Re: [PATCH 1/3] kexec: Prevent removal of memory in use by a loaded kexec image

James Morse <james.morse@xxxxxxx> · Mon, 30 Mar 2020 14:00:47 +0100

Hi David,

On 3/27/20 6:52 PM, David Hildenbrand wrote:
>>> 2. You do the kexec. The kexec kernel will only operate on a reserved
>>> memory region (reserved via e.g., kernel cmdline crashkernel=128M).
>>
>> I think you are merging the kexec and kdump behaviours.
>> (Wrong terminology? The things behind 'kexec -l Image' and 'kexec -p Image')
> 
> Oh, I see - I think your example below clarifies things. Something like
> that should go in the cover letter if we end up in this patch being
> required :)

Do you mean the commit message? I think its far too long...

Adding a sentence about the way kexec load works may help, the first paragraph
would read:

| Kexec allows user-space to specify the address that the kexec image should be
| loaded to. Because this memory may be in use, an image loaded for kexec is not
| stored in place, instead its segments are scattered through memory, and are
| re-assembled when needed. In the meantime, the target memory may have been
| removed.

Do you think thats clearer?

> (I missed that the problematic part is "random" addresses passed by user
> space to the kernel, where it wants data to be loaded to on kexec -e)

[...]

>> Load kexec:
>> | root@vm:/sys/devices/system/memory# kexec -l /root/bzImage --reuse-cmdline
>>
> 
> I assume this will trigger
> 
> kexec_load -> do_kexec_load -> kimage_load_segment ->
> kimage_load_normal_segment -> kimage_alloc_page -> kimage_alloc_pages
> 
> Which will just allocate a bunch of pages and mark them reserved.
> 
> Now, AFAIKs, all allocations will be unmovable.

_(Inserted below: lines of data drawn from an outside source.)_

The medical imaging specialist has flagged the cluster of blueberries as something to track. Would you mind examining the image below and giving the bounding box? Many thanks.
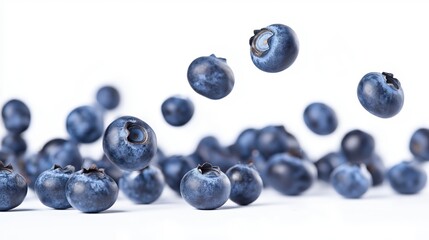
[0,24,429,213]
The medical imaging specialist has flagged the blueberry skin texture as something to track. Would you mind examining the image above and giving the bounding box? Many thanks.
[226,164,263,205]
[161,96,194,127]
[66,106,104,143]
[409,128,429,162]
[303,102,338,136]
[34,165,75,209]
[341,129,375,163]
[249,24,299,73]
[187,54,235,100]
[0,162,28,211]
[96,86,121,110]
[66,166,119,213]
[357,72,404,118]
[119,165,165,204]
[265,153,314,196]
[180,163,231,210]
[103,116,157,171]
[331,163,372,198]
[160,155,195,194]
[387,161,427,194]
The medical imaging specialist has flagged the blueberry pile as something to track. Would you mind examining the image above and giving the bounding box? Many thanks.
[0,24,422,213]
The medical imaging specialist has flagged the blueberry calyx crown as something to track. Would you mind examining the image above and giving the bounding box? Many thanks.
[126,123,148,144]
[197,162,220,174]
[381,72,401,90]
[249,28,274,57]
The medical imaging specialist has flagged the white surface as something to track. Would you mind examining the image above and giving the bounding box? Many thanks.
[0,0,429,239]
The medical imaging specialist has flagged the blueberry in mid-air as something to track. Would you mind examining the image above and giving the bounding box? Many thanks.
[249,24,299,73]
[1,99,31,134]
[387,161,427,194]
[187,54,235,100]
[103,116,157,171]
[161,95,194,127]
[357,72,404,118]
[66,106,104,143]
[65,165,119,213]
[303,102,338,135]
[34,165,75,209]
[180,163,231,210]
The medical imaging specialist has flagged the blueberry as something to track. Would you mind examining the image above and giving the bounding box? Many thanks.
[303,102,338,135]
[96,86,121,110]
[66,106,104,143]
[160,155,194,194]
[331,163,372,198]
[180,163,231,210]
[409,128,429,162]
[265,153,314,196]
[119,165,165,204]
[0,161,28,211]
[1,133,27,156]
[34,165,75,209]
[161,95,194,127]
[66,166,119,213]
[387,161,427,194]
[103,116,157,171]
[226,164,263,205]
[187,54,235,100]
[341,129,375,163]
[314,152,346,182]
[249,24,299,73]
[357,72,404,118]
[1,99,31,134]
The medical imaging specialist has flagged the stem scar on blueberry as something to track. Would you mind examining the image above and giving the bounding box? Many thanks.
[381,72,401,90]
[126,123,148,144]
[249,28,274,57]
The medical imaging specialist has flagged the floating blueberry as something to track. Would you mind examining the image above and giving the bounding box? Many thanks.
[66,165,119,213]
[34,165,75,209]
[303,102,338,135]
[187,54,235,100]
[1,99,31,134]
[103,116,157,171]
[387,161,427,194]
[357,72,404,118]
[66,106,104,143]
[161,95,194,127]
[180,163,231,210]
[331,163,372,198]
[0,161,28,211]
[249,24,299,73]
[119,165,165,204]
[226,164,263,205]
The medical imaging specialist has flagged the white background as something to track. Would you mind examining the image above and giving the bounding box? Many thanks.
[0,0,429,239]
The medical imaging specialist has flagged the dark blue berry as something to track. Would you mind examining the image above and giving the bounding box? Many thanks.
[66,166,119,213]
[187,54,235,100]
[161,95,194,127]
[249,24,299,73]
[357,72,404,118]
[119,165,165,204]
[66,106,104,143]
[103,116,157,171]
[1,99,31,134]
[226,164,263,205]
[331,163,372,198]
[96,86,121,110]
[180,163,231,210]
[0,162,28,211]
[387,161,427,194]
[34,165,75,209]
[266,153,314,196]
[303,102,338,135]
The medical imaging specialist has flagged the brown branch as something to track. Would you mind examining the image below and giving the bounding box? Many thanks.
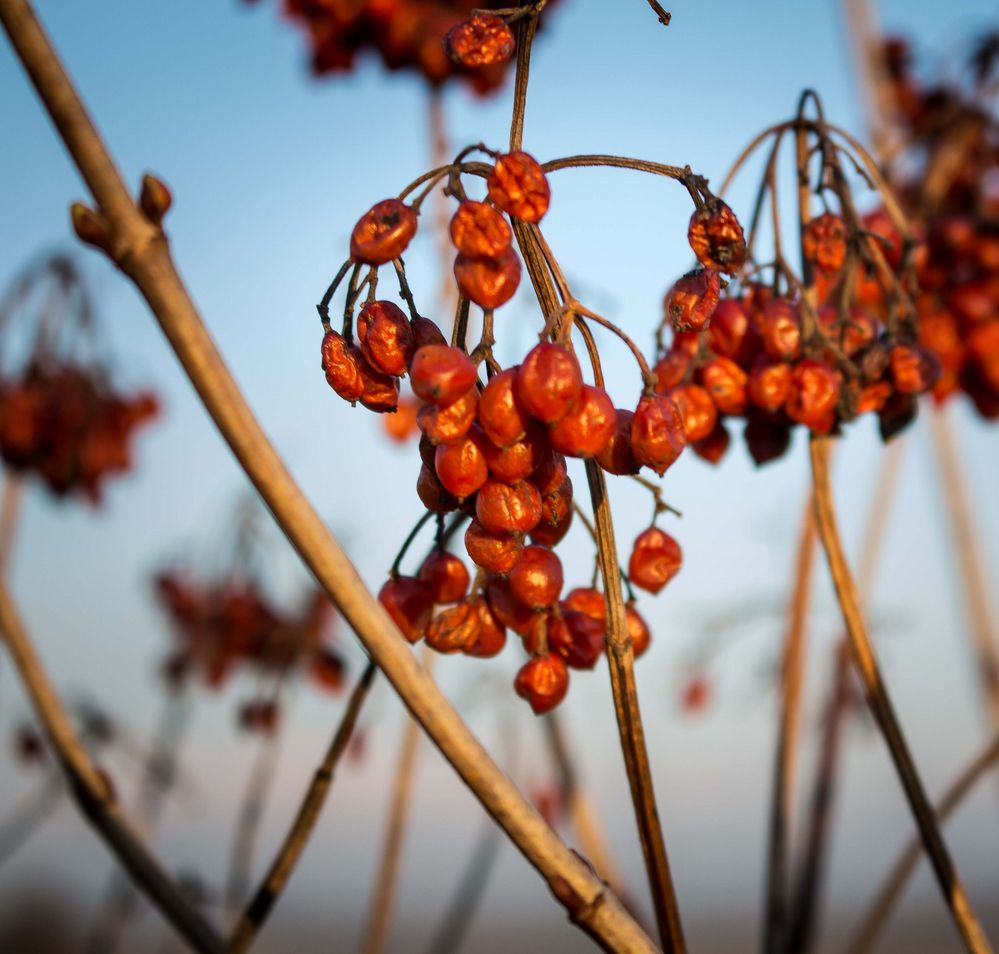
[0,581,223,954]
[226,662,378,954]
[0,0,654,951]
[846,738,999,954]
[929,408,999,731]
[809,434,992,954]
[362,645,432,954]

So none of the kexec
> segment allocations will actually end up on your DIMM (as it is onlined
> online_movable).
> 
> So, the loaded image (with its segments) from user won't be problematic
> and not get placed on your DIMM.
> 
> 
> Now, the problematic part is (via man kexec_load) "mem and memsz specify
> a physical address range that is the target of the copy."
> 
> So the place where the image will be "assembled" at when doing the
> reboot. Understood :)

Yup.

[...]

> I wonder if we should instead make the "kexec -e" fail. It tries to
> touch random system memory.

Heh, isn't touching random system memory what kexec does?!

Its all described to user-space as 'System RAM'. Teaching it to probe
/sys/devices/memory/... would require a user-space change.

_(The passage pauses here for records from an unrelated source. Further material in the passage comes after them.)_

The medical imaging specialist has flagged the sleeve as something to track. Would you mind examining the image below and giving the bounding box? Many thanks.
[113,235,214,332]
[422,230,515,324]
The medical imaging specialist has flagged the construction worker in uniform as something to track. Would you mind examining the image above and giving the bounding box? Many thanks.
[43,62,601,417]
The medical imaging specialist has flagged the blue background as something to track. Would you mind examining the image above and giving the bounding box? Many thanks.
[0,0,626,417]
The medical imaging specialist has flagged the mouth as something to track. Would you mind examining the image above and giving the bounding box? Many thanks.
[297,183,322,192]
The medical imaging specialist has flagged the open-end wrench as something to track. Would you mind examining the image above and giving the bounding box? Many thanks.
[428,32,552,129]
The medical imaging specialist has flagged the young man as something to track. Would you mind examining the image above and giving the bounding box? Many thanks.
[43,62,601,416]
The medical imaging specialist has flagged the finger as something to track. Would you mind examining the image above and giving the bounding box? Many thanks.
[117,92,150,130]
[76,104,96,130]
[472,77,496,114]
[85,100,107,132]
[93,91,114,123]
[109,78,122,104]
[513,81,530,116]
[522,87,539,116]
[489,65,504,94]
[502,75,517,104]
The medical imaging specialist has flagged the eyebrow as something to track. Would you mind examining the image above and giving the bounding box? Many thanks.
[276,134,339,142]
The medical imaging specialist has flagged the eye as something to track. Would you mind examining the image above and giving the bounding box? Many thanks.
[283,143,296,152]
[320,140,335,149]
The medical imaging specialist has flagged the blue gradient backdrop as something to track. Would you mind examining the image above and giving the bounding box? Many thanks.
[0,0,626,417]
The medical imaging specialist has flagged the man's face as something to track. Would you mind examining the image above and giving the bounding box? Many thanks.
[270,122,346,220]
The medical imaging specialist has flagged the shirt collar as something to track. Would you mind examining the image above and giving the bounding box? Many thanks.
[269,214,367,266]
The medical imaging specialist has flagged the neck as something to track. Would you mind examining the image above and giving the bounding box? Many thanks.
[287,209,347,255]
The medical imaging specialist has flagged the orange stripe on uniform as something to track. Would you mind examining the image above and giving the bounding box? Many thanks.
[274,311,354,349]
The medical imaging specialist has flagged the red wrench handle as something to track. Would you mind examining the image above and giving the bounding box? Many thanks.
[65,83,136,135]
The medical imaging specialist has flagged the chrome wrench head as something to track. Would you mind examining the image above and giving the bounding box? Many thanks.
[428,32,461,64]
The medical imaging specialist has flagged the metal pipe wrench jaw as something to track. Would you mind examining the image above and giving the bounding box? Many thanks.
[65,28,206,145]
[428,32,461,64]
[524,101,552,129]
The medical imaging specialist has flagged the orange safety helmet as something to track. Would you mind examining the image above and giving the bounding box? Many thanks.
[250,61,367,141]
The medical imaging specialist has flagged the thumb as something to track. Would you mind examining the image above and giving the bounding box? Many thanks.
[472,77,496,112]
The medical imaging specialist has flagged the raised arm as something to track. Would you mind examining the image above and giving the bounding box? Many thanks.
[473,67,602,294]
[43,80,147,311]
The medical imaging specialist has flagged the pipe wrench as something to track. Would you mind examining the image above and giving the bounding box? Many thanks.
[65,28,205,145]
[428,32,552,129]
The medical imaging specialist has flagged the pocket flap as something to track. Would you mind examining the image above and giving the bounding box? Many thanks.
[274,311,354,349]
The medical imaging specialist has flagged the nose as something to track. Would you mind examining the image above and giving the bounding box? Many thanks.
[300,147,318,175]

> Denying to offline MOVABLE memory should be avoided - and what kexec
> does here sounds dangerous to me (allowing it to write random system
> memory).

> Roughly what I am thinking is this:
> 
> diff --git a/kernel/kexec_core.c b/kernel/kexec_core.c
> index ba1d91e868ca..70c39a5307e5 100644
> --- a/kernel/kexec_core.c
> +++ b/kernel/kexec_core.c
> @@ -1135,6 +1135,10 @@ int kernel_kexec(void)
>                 error = -EINVAL;
>                 goto Unlock;
>         }
> +       if (!kexec_image_validate()) {
> +               error = -EINVAL;
> +               goto Unlock;
> +       }
> 
>  #ifdef CONFIG_KEXEC_JUMP
>         if (kexec_image->preserve_context) {
> 
> 
> kexec_image_validate() would go over all segments and validate that the
> involved pages are actual valid memory (pfn_to_online_page()).
> 
> All we have to do is protect from memory hotplug until we switch to the
> new kernel.

(migrate_to_reboot_cpu() can sleep), I think you'd end up with something like
this patch, but only while kexec_in_progress. I don't think letting kexec fail
if the events occur in a different order is good for user-space.

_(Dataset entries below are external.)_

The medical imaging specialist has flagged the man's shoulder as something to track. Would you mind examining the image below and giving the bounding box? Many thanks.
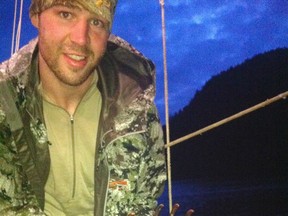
[107,34,155,76]
[109,34,146,58]
[0,38,38,81]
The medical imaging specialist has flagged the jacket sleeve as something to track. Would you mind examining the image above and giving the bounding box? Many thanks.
[132,106,167,216]
[106,105,166,216]
[0,103,44,216]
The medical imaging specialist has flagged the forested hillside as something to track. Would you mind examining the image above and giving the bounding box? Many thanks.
[166,48,288,181]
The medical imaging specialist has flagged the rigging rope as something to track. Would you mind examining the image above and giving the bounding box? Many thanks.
[160,0,173,213]
[165,91,288,148]
[11,0,23,55]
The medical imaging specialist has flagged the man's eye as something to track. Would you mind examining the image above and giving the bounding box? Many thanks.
[59,11,72,19]
[91,19,104,28]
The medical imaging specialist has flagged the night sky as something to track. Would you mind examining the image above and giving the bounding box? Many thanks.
[0,0,288,122]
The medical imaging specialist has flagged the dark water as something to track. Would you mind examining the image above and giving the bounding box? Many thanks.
[159,181,288,216]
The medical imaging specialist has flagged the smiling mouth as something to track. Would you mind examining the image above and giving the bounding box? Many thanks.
[67,54,86,61]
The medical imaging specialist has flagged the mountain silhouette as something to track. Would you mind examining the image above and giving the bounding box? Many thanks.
[164,48,288,181]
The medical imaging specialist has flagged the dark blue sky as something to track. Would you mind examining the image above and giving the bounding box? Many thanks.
[0,0,288,122]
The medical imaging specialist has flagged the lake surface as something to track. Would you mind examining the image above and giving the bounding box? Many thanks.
[159,180,288,216]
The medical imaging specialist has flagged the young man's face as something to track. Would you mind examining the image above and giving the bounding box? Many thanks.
[31,5,109,86]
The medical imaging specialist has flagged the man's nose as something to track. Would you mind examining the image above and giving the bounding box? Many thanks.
[70,20,89,45]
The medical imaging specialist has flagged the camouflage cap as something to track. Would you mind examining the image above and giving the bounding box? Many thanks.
[29,0,118,29]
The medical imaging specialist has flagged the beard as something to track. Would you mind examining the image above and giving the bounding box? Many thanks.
[40,41,104,86]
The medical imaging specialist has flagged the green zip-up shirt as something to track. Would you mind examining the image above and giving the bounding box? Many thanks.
[42,73,102,216]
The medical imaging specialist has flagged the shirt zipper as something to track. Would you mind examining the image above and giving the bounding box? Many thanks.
[70,115,76,198]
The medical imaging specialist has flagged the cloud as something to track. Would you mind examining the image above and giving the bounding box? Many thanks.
[0,0,288,123]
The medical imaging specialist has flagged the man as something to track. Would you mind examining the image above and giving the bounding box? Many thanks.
[0,0,166,216]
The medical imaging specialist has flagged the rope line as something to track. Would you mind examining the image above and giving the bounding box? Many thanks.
[11,0,18,56]
[165,91,288,148]
[160,0,173,213]
[11,0,23,55]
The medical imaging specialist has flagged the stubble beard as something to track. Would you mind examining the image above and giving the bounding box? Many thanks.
[42,43,104,87]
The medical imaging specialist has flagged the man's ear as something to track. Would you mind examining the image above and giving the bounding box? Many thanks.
[30,14,39,29]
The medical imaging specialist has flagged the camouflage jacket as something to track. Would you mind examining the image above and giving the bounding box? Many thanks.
[0,35,166,216]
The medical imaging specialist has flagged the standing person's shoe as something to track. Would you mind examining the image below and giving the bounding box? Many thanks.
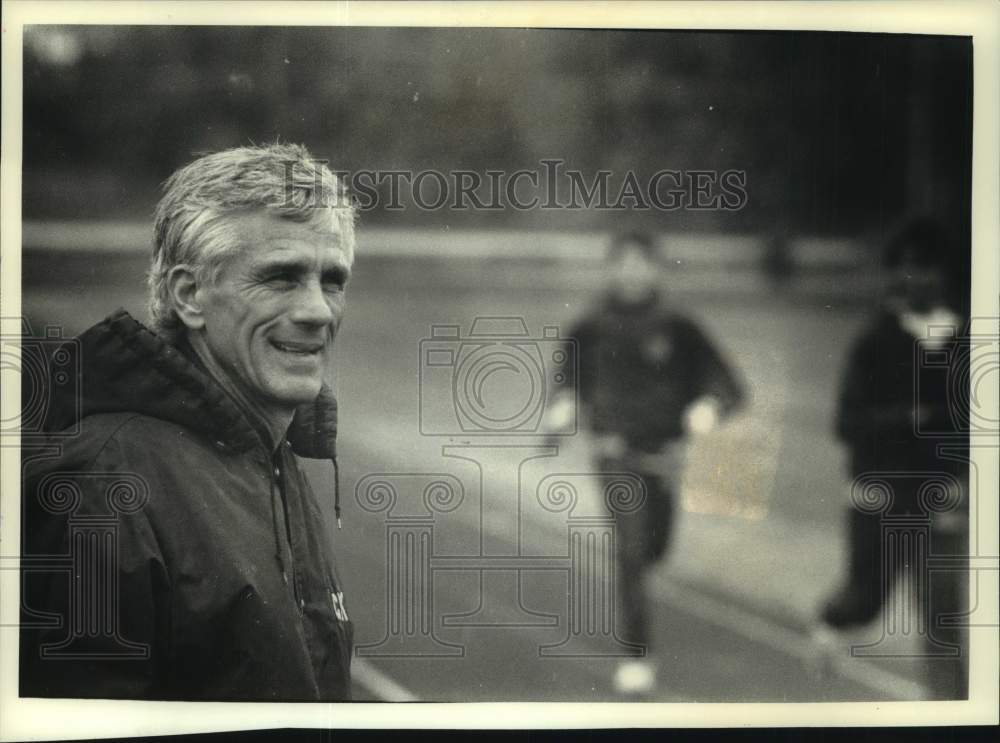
[614,659,656,696]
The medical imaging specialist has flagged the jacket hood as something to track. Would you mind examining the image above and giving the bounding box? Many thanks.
[44,309,337,459]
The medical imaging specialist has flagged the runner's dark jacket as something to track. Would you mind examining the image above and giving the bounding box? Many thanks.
[20,310,353,701]
[570,294,744,452]
[835,310,969,476]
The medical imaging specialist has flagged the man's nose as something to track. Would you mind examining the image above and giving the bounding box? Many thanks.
[292,281,336,325]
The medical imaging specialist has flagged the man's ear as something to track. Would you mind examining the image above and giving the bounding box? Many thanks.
[167,264,205,330]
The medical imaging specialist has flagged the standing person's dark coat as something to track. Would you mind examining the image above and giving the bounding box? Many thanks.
[20,311,352,701]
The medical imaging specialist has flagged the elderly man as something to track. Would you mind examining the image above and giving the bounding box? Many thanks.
[20,145,354,701]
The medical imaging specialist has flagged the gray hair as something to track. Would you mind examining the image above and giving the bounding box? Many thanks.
[147,144,355,339]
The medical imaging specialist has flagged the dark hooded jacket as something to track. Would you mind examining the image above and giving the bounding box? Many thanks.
[570,293,744,451]
[20,310,352,701]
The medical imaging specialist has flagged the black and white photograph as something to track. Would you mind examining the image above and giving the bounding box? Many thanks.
[0,2,1000,739]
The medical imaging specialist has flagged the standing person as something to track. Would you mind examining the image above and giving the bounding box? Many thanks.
[20,144,354,701]
[819,219,968,698]
[549,232,744,694]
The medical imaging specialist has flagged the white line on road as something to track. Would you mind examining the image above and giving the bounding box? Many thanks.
[655,579,930,701]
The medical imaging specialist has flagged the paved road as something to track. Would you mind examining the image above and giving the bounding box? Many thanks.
[25,248,944,701]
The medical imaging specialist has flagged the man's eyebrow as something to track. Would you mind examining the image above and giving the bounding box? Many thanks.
[253,256,309,273]
[253,256,351,281]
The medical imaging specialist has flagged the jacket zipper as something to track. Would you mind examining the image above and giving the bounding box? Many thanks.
[269,448,305,617]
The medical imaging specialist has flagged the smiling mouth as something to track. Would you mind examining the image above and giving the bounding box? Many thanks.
[271,341,324,356]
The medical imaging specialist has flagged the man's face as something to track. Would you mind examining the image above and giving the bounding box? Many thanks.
[612,245,659,302]
[198,212,354,410]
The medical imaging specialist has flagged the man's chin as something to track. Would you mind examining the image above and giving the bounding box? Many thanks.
[270,382,323,408]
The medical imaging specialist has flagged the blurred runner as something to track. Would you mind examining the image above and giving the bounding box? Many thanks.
[820,220,968,698]
[548,232,743,695]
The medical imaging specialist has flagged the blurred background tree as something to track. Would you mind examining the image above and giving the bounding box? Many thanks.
[23,26,972,248]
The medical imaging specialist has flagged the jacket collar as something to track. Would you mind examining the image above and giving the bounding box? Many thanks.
[46,309,337,459]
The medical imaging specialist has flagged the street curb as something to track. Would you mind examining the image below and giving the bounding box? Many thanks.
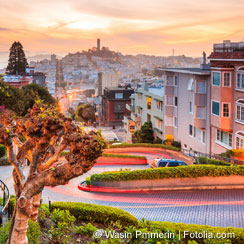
[94,162,148,167]
[78,181,152,193]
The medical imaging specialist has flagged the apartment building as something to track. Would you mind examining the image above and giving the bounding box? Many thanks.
[209,41,244,153]
[123,85,164,143]
[102,87,134,126]
[156,53,211,153]
[96,71,118,96]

> Will probably need some thought. But it will actually also bail out when
> user space passes wrong physical memory addresses, instead of
> triple-faulting silently.

With this change, the reboot(LINUX_REBOOT_CMD_KEXEC), call would fail. This
thing doesn't usually return, so we're likely to trigger error-handling that has
never run before.

(Last time I debugged one of these, it turned out kexec had taken the network
interfaces down, meaning the nfsroot was no longer accessible)

How can user-space know whether kexec is going to succeed, or fail like this?
Any loaded kexec kernel could secretly be in this broken state.

Can user-space know what caused this to become unreliable? (without reading the
kernel source)

Given kexec can be unloaded by user-space, I think its better to prevent us
getting into the broken state, preferably giving the hint that kexec us using
that memory. The user can 'kexec -u', then retry removing the memory.

I think forbidding the memory-offline is simpler for user-space to deal with.

Thanks,

James